President Dmitry Medvedev wrote “Hurray!” on his blog Thursday and his prime minister hailed both his country and FIFA as Russia rejoiced in the honor of finally being picked to stage the World Cup.
“Hurray! Victory!” Medvedev wrote in his Twitter account moments after the FIFA 2018 vote in Zurich was broadcast live on most Russian television channels.
Medvedev quickly added that all that Russia needed to do now was break its decades-long run of under-performance at the world’s most-watched event.
“Now we have to really prepare the way we stage the World Cup. And, of course, put up a deserving performance,” Medvedev wrote.
Arctic chills across European Russia kept most of the festivities indoors as only a few dozen braved the -25 Celsius weather to launch celebratory paper lanterns from Moscow’s Sparrow Hills.
The announcement caught many Muscovites in the traditional traffic jams that choke most of this city’s arteries at almost any time of day.
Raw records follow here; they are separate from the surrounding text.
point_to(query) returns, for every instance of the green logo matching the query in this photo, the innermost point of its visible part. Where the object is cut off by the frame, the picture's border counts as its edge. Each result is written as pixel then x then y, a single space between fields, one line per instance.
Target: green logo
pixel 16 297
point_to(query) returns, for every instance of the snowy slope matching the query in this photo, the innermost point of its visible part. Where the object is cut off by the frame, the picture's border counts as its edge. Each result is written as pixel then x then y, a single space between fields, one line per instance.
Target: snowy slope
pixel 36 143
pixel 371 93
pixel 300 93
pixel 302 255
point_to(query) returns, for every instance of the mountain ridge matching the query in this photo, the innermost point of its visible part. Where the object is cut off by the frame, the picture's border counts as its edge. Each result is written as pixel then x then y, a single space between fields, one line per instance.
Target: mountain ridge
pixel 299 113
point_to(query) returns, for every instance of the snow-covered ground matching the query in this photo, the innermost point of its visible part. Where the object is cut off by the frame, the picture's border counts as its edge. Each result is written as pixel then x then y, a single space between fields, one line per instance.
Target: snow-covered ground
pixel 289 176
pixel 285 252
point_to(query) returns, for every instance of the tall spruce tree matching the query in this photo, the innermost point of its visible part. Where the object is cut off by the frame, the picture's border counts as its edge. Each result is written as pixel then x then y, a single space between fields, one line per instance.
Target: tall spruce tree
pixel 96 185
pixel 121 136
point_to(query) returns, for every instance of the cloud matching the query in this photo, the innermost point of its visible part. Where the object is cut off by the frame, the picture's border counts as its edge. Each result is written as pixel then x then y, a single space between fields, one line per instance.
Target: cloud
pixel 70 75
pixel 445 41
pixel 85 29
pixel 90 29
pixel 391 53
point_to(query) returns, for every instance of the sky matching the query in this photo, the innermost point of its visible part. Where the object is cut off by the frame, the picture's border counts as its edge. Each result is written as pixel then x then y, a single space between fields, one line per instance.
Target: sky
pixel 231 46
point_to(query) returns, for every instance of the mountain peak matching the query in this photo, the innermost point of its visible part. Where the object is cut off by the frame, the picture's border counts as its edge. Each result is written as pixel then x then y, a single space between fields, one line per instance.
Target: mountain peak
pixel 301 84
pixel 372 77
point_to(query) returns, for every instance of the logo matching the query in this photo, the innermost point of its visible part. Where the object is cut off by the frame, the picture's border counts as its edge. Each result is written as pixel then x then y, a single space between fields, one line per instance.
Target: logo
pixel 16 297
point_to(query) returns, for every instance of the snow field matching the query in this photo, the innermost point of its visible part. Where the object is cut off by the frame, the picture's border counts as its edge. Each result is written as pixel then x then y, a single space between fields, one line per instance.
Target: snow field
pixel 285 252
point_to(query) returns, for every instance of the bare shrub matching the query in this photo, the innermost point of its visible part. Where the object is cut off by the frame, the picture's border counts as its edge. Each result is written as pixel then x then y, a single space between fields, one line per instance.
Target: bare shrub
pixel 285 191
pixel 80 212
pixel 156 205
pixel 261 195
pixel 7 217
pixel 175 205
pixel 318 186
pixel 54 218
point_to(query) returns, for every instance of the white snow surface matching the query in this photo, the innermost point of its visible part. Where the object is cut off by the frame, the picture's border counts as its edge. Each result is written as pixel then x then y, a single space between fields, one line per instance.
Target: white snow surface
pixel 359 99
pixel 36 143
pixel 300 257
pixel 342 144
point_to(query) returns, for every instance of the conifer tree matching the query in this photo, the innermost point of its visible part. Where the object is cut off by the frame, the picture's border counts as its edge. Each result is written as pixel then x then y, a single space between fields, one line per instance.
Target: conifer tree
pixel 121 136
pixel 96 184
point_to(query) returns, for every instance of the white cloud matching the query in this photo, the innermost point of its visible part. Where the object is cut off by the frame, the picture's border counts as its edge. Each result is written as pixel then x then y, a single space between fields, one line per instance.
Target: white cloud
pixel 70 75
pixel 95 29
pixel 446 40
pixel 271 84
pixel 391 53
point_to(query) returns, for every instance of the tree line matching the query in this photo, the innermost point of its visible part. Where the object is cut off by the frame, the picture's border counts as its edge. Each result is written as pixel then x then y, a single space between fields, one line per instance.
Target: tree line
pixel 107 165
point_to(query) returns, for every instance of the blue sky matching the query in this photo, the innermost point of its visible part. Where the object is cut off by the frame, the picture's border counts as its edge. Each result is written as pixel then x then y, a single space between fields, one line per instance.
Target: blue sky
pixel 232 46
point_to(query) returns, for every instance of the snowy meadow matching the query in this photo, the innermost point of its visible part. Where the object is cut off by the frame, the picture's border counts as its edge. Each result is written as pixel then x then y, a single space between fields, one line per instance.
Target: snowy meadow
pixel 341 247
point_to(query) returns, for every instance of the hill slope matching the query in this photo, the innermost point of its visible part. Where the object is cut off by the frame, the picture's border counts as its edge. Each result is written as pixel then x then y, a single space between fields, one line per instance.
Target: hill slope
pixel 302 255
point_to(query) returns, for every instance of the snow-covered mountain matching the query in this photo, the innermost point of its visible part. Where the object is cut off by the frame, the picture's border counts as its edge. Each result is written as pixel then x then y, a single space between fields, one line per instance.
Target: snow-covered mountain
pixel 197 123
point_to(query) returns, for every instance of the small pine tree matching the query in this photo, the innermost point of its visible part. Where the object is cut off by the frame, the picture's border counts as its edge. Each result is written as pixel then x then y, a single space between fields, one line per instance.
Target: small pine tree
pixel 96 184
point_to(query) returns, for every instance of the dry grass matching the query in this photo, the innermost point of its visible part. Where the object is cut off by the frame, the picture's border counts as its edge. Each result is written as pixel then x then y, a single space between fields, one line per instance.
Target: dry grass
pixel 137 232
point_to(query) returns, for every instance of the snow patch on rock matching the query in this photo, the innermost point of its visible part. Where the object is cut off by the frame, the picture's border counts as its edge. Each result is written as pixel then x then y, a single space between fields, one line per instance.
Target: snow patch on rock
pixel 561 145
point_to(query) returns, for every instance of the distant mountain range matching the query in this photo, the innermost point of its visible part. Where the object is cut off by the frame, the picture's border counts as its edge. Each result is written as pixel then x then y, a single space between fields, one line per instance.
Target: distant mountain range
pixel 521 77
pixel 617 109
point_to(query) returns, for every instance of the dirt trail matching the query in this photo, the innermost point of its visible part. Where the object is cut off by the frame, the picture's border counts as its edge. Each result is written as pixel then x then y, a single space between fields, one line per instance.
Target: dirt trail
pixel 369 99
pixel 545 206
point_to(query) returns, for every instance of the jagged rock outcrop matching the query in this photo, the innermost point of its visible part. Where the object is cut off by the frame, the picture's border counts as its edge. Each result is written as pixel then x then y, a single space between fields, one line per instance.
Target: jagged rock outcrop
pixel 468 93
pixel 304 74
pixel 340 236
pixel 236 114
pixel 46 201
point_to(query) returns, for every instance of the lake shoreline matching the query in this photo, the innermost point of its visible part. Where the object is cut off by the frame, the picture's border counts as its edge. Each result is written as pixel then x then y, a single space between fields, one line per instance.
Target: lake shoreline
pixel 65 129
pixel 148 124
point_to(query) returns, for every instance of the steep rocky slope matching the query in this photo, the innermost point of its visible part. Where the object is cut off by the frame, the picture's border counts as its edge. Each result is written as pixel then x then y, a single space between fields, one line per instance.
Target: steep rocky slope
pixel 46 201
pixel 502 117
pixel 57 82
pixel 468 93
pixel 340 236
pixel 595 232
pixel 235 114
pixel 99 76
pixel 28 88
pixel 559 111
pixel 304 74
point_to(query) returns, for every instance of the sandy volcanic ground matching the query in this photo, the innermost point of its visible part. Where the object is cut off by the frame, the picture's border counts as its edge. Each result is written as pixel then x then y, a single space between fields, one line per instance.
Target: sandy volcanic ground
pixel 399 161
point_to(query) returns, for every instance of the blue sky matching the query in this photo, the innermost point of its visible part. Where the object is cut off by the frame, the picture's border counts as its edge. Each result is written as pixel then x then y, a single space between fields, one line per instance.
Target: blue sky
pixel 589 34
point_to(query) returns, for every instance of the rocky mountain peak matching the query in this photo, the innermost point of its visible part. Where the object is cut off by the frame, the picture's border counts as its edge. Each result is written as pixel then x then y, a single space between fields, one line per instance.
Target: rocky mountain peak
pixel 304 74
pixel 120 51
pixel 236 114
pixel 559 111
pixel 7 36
But happy honks rose over the city at around 6:30 pm (1530 GMT) as news of the decision spread.
The Zurich vote represented a particularly big boost for Vladimir Putin — a prime minister who staked his reputation on the event by accusing main rivals England of trying to smear FIFA executives and steal the prized bid.
Putin lavished warm words of praise on FIFA and then left for Zurich to personally thank the world football governing body for bringing the marquee event to Eastern Europe for the very first time.
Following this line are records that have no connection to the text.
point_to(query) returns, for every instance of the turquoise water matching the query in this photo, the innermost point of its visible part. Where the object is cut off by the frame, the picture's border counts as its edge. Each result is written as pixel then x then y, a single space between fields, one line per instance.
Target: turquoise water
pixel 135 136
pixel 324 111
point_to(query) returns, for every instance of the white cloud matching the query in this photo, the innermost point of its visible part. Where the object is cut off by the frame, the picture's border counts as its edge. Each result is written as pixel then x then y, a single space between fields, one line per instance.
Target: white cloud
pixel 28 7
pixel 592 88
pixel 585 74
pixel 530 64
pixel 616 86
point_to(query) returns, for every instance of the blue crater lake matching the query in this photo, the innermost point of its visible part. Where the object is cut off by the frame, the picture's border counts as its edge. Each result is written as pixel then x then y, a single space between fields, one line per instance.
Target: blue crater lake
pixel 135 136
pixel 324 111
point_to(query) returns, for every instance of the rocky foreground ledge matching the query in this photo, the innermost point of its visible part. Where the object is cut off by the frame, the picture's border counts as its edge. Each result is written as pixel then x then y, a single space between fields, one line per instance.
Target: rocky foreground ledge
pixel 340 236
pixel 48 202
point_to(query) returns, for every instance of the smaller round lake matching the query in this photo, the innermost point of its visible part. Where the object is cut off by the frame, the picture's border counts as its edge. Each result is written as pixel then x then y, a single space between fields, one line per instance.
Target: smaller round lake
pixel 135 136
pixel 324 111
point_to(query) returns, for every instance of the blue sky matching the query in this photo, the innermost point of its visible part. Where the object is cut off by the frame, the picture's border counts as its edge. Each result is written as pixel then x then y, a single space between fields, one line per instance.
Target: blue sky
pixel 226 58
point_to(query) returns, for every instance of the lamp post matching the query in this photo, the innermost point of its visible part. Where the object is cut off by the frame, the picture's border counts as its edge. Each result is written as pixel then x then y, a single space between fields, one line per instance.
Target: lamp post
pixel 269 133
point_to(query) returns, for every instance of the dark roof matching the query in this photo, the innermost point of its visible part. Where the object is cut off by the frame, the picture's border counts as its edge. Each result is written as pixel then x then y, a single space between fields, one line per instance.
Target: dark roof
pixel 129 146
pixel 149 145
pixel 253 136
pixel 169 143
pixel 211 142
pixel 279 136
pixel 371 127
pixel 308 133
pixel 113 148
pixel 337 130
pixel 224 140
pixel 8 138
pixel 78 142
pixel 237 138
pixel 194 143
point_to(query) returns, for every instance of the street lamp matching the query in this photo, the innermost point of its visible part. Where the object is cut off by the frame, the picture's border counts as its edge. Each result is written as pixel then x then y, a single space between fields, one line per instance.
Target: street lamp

“I would like to thank the members of the FIFA executive committee for their decision, that they trusted us with staging the football World Cup,” Putin said in televised remarks.
“I would like to assure the FIFA leadership that we will do everything possible to ensure that the 2018 football World Cup is staged at a deserving level,” Putin said before adding that he was always confident of victory.
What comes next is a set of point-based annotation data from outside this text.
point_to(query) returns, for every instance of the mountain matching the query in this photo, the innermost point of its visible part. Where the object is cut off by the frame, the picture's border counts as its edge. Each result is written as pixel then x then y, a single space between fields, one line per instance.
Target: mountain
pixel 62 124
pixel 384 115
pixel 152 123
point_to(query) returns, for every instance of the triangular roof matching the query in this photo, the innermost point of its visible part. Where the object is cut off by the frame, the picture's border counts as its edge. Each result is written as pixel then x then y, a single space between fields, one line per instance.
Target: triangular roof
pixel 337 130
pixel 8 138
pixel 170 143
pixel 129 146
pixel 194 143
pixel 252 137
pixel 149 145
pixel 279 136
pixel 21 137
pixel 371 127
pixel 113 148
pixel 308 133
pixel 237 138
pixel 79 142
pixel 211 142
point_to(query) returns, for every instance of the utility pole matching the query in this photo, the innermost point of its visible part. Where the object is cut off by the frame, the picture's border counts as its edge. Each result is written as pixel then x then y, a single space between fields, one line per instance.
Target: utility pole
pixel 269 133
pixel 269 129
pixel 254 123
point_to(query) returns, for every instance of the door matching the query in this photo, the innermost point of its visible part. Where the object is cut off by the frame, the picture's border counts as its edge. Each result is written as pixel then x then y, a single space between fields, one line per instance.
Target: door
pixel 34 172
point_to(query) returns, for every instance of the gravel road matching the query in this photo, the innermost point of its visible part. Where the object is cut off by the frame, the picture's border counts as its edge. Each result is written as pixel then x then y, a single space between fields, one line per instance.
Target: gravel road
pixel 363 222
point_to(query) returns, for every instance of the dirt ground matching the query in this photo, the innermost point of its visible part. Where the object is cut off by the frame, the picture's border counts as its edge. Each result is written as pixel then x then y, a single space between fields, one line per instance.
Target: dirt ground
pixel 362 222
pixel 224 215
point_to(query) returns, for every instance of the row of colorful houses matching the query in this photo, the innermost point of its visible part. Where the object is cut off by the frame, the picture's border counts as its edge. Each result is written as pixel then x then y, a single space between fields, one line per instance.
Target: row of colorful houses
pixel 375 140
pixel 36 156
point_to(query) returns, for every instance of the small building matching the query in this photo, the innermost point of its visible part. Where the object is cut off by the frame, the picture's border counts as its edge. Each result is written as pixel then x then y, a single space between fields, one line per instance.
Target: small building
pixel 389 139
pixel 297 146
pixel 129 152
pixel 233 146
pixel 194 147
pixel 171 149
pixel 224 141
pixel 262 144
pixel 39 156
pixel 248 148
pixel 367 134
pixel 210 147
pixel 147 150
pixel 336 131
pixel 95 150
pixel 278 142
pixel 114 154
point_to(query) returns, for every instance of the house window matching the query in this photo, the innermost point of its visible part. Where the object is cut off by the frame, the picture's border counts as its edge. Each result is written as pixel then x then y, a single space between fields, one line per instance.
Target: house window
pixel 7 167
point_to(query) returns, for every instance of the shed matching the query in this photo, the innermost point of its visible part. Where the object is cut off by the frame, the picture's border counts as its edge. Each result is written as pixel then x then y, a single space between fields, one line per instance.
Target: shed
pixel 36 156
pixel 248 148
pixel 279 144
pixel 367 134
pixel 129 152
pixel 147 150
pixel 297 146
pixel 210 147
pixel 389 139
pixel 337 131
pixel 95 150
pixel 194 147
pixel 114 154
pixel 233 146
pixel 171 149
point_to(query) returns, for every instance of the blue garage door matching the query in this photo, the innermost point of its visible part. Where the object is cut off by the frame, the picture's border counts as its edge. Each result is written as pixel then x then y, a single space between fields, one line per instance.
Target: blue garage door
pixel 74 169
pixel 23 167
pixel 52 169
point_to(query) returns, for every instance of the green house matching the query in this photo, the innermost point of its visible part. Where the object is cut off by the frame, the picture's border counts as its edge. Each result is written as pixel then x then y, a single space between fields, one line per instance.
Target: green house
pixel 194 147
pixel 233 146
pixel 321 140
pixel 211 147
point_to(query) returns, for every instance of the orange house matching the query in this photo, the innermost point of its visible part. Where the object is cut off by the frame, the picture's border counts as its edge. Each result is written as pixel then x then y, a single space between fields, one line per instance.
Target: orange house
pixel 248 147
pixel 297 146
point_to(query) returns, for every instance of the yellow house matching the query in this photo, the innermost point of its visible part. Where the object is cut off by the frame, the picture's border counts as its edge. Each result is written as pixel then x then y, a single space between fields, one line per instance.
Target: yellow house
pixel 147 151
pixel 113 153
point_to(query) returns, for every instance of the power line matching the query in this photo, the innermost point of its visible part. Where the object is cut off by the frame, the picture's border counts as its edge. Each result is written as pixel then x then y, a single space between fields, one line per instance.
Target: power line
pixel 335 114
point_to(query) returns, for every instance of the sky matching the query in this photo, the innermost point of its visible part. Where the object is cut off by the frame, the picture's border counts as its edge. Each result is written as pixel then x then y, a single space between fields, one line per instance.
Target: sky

The decision marks another personal milestone for Putin after he had already beaten the odds to bring home both the 2014 Winter Olympics and a Formula One Grand Prix.
The football bid was Putin’s idea from the start and he stage-managed every turn of Russia’s campaign.
“Russia does not have the sport facilities or the infrastructure to host the main football competition,” Gazeta Internet newspaper admitted earlier this year. “But it does have Prime Minister Vladimir Putin.”
Now Thursday’s announcement only reaffirms Putin’s status as a leader who delivers — a man who puts Russia up against anything the West has to offer and wins.
“It is a great personal victory for Vladimir Putin and his team,” said Carnegie Moscow Center analyst Sergei Ryabov in reference to the upcoming 2012 presidential elections that Putin — who served as president between 2000 and 2008 — may challenge under a constitutional quirk.
Others saw the World Cup as a chance to bring the sometimes isolated country closer to the West — just as the Summer Olympic Games in Moscow had introduced world culture to the Soviet Union in 1980.
“This will be useful for Russia because it provides it with a new link with the West,” said the Russian Academy of Sciences’ Economics Institute Director Ruslan Grinberg.
But others questioned how Russia can afford such a project amid a two-year economic downturn that is only now starting to stabilise and the tens of billions of dollars already earmarked for various pre-election projects.
Business Russia trade association chief Boris Titov said the announcement marked “a recognition of the fact that Russia is economically able to carry off such projects.
“But it also means serious complications for the state budget,” Titov told AFP.
Others said that most Russians might have supported Putin on this venture — but that he had not made the decision without any form of public debate.
“The people might have supported the government on this,” the oppositional Novaya Gazeta added in a commentary. “But nobody even asked us! In fact it has been a while since anyone asked us anything.”